Spring is a powerful season. It literally brings joy. Some on the east coast don’t believe its coming back. In Los Angeles it’s Spring most of the year and like spoiled rich kids that have too much, except for maybe the Jacaranda trees blooming, we probably don’t appreciate the actual season as well… a season. Recently I was forced by my landlord to leave my apartment of 13 years. We had two great balconies, a view of the Hollywood hills and an extremely cute urban garden that I deemed mine years ago. My husband and neighbors often said I was way overboard on the attending to and spending on of a garden that really was never mine, but I didn’t care. I love gardening and more, providing lovely space for others. It was my sanctuary and meditation, often providing thcalm in my insecure freelance life and at times, hysterical nature.

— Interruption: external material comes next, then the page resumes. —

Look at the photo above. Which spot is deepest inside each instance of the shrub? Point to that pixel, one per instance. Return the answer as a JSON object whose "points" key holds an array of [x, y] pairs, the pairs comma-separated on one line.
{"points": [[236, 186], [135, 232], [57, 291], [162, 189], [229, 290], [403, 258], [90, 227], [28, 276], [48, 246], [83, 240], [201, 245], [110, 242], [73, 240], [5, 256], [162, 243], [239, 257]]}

After 3 crazy months of hunting we found a new place to live. Its lovely. Its downstairs, darker, cooler, louder in some ways and quieter in others and way newer (especially the floors).I don’t have a garden or balcony, I do have a nice view of a pretty street and many indoor plants. My cat and dog are happier. I can tell.
Yesterday, I sat on the steps of my backdoor, basically in the building driveway, looking at the line up of plants, some I’d brought and some already here. I was reaching for that feeling of garden and California outdoor living and I saw something that helped me a lot.

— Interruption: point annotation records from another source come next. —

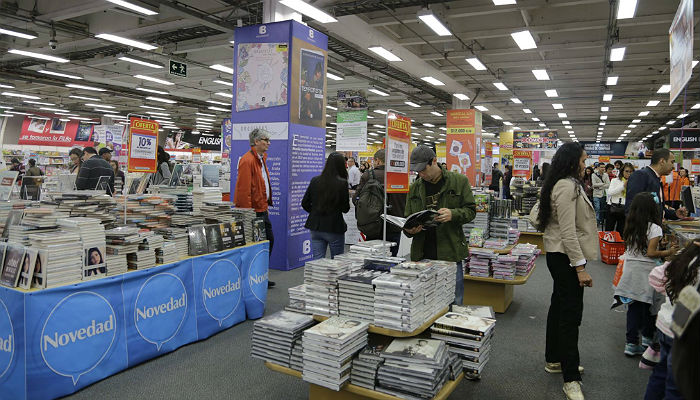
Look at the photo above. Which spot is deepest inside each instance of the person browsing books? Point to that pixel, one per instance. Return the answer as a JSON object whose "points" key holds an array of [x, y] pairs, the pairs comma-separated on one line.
{"points": [[450, 194], [326, 199]]}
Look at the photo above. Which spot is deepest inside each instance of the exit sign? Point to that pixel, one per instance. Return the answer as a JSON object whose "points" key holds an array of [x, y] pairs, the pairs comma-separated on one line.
{"points": [[178, 68]]}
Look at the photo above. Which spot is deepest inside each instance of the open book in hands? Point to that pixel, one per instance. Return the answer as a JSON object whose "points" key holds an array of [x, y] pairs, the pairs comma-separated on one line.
{"points": [[425, 218]]}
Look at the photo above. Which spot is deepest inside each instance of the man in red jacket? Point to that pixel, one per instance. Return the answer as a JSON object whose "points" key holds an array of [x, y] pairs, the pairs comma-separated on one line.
{"points": [[253, 189]]}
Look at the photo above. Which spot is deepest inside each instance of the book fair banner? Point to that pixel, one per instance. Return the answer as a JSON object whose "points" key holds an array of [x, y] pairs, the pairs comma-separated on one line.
{"points": [[398, 152], [54, 342]]}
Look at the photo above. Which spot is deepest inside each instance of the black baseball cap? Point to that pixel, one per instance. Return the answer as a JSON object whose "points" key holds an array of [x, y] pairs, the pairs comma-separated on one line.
{"points": [[420, 157]]}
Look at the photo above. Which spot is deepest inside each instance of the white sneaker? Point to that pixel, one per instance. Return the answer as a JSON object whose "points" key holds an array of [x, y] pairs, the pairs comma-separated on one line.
{"points": [[573, 390]]}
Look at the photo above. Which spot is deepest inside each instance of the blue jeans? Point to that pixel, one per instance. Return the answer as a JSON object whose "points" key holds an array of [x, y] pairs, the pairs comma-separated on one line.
{"points": [[320, 241], [661, 384]]}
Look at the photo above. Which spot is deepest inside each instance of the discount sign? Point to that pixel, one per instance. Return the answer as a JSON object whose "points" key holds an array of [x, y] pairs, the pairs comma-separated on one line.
{"points": [[143, 145]]}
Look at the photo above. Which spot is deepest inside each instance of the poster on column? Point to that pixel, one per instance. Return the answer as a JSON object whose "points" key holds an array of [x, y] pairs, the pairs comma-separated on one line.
{"points": [[398, 153], [522, 162]]}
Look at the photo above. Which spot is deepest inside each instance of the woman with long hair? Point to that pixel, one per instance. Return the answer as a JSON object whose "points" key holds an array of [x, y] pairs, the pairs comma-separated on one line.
{"points": [[326, 200], [567, 218]]}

Amaryllis is my mother’s favorite flower. She’s a great gardener and well aware of gorgeous flowers of every kind, but she adores the surprise of how many blooms each new Amaryllis bulb, each year will bring. In her small NY apartment, she’ll often have three hot red ones with four blooms each – all lighting her living room ablaze with joy. On the neighbor side of my driveway, where I sit and dream about my old, green space, there is nothing living except a huge cactus. The ground along the long area is dirt… but for one blooming plant that is never watered, ever… and refuses to die. An Amaryllis.
I see her and I think, “that’s me.” The redheaded bloom that doesn’t quit. Happy spring.